Raeck participated in Wolfgang Radt's excavation at Pergamon from 1972 through 1975. From 1982 through 1995, he directed the restoration of the Pergamon Trajaneum. In addition, he has led the digs at Priene since 1998, where he directs the Deutsche Forschungsgemeinschaft's project on urban development and housing and living conditions in ancient Priene as well The Hellenistic Polis as a Form of Life: Priene project.

==Selected publications==

- Zum Barbarenbild in der Kunst Athens im 6. und 5. Jahrhundert v. Chr. Habelt: Bonn 1981 (Habelts Dissertationsdrucke. Reihe Klassische Archäologie, H. 14), ISBN 3-7749-1814-7
- Modernisierte Mythen. Zum Umgang der Spätantike mit klassischen Bildthemen Steiner: Stuttgart 1992, ISBN 3-515-05858-3 .
- Editor with Christoff Neumeister. Rede und Redner. Bewertung und Darstellung in den antiken Kulturen. Bibliopolis: Möhnesee 2000 (Frankfurter Archäologische Schriften, Bd. 1), ISBN 3-933925-07-X .

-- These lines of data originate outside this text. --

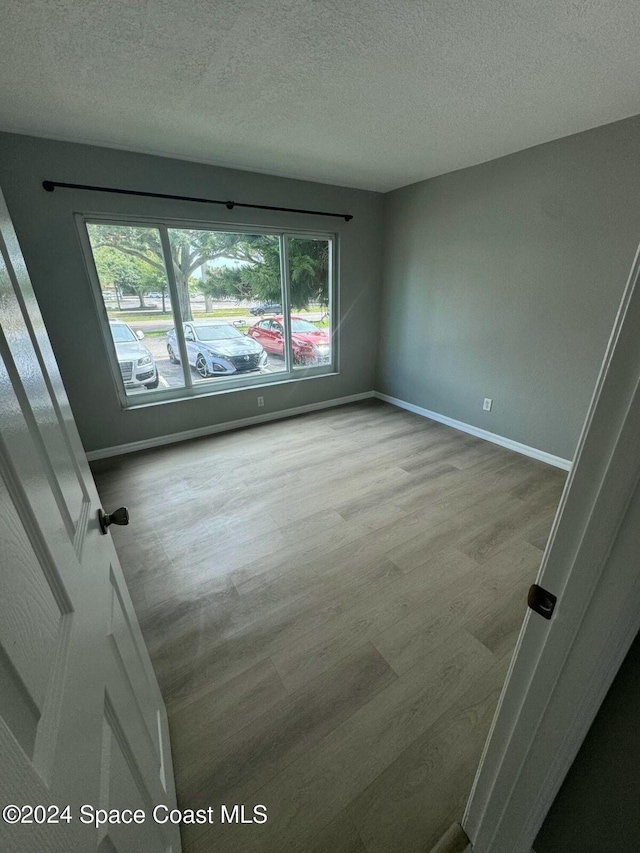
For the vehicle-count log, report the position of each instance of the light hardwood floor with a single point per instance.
(330, 603)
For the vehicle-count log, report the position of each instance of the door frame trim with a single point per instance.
(562, 669)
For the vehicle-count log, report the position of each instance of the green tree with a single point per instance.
(126, 275)
(260, 278)
(190, 250)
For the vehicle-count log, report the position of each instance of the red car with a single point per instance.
(309, 343)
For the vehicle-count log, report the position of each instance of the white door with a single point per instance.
(82, 721)
(564, 666)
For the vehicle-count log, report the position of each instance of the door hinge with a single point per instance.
(542, 601)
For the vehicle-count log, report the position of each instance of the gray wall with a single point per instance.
(597, 810)
(47, 233)
(503, 281)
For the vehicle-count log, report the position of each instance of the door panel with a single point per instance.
(82, 720)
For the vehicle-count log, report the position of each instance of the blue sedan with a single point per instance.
(216, 348)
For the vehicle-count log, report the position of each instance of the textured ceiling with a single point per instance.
(373, 94)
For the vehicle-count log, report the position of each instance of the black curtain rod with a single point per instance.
(50, 186)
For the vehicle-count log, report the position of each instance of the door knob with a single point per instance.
(118, 516)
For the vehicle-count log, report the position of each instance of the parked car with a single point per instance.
(137, 365)
(265, 308)
(310, 344)
(216, 348)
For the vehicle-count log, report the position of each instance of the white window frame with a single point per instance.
(216, 385)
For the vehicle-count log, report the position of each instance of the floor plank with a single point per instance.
(330, 606)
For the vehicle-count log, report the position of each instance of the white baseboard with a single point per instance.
(227, 426)
(542, 455)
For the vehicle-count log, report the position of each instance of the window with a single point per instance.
(195, 310)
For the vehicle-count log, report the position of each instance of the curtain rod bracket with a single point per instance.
(49, 186)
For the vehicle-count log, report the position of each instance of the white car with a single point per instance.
(137, 365)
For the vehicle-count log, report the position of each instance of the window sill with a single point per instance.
(180, 395)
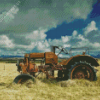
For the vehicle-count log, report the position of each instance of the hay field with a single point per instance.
(45, 89)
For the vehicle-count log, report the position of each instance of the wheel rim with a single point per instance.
(82, 72)
(22, 80)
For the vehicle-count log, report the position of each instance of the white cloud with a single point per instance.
(90, 27)
(64, 39)
(74, 33)
(37, 35)
(6, 42)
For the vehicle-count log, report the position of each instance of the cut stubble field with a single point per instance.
(44, 89)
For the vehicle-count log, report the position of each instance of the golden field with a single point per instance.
(45, 89)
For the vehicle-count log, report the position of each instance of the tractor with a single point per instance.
(76, 67)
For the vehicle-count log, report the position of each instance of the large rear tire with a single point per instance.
(82, 70)
(20, 79)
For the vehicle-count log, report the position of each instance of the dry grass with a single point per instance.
(46, 89)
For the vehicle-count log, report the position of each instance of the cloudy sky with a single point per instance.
(34, 25)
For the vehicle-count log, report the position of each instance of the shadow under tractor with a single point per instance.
(76, 67)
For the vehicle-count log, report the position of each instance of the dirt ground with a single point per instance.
(43, 89)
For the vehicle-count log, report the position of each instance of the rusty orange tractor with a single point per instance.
(76, 67)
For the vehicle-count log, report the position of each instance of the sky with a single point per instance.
(34, 25)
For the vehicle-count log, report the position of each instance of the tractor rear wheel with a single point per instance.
(20, 79)
(82, 70)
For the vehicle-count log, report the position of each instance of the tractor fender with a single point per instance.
(23, 76)
(78, 58)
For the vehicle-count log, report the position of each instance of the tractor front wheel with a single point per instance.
(82, 70)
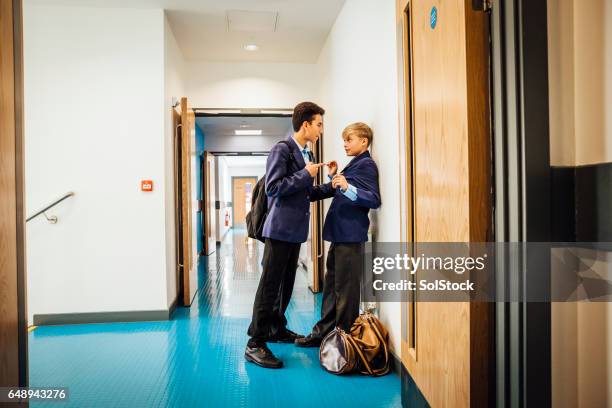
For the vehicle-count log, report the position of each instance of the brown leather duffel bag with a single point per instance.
(337, 352)
(365, 348)
(370, 339)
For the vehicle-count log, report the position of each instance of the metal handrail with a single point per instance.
(52, 219)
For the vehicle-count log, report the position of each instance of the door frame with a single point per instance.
(14, 327)
(233, 200)
(519, 51)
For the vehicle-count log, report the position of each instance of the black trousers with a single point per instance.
(341, 288)
(274, 291)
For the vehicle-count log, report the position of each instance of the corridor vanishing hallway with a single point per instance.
(197, 358)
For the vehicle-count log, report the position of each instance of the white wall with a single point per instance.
(250, 85)
(232, 143)
(94, 124)
(173, 89)
(357, 69)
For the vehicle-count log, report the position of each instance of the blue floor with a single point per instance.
(197, 358)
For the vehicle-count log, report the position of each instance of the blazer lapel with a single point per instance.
(355, 160)
(296, 153)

- Editor with Dirk Steuernagel. Das Gebaute und das Gedachte. Siedlungsform, Architektur und Gesellschaft in prähistorischen und antiken Kulturen. Habelt, Bonn 2012 (Frankfurter Archäologische Schriften, Bd. 21), ISBN 978-3-7749-3816-8 .
- Editor with C. Becker. Guido von Kaschnitz-Weinberg. Gelehrter zwischen Archäologie und Politik. Frankfurt a. M. 2016.
- "Das dritte nachchristliche Jahrhundert in der archäologischen Forschung und Bewertung. Das Beispiel des Porträts," in: A. Eich et al. (eds.), Das dritte Jahrhundert. Kontinuitäten, Brüche, Übergänge (Stuttgart 2017), pp. 15 – 33.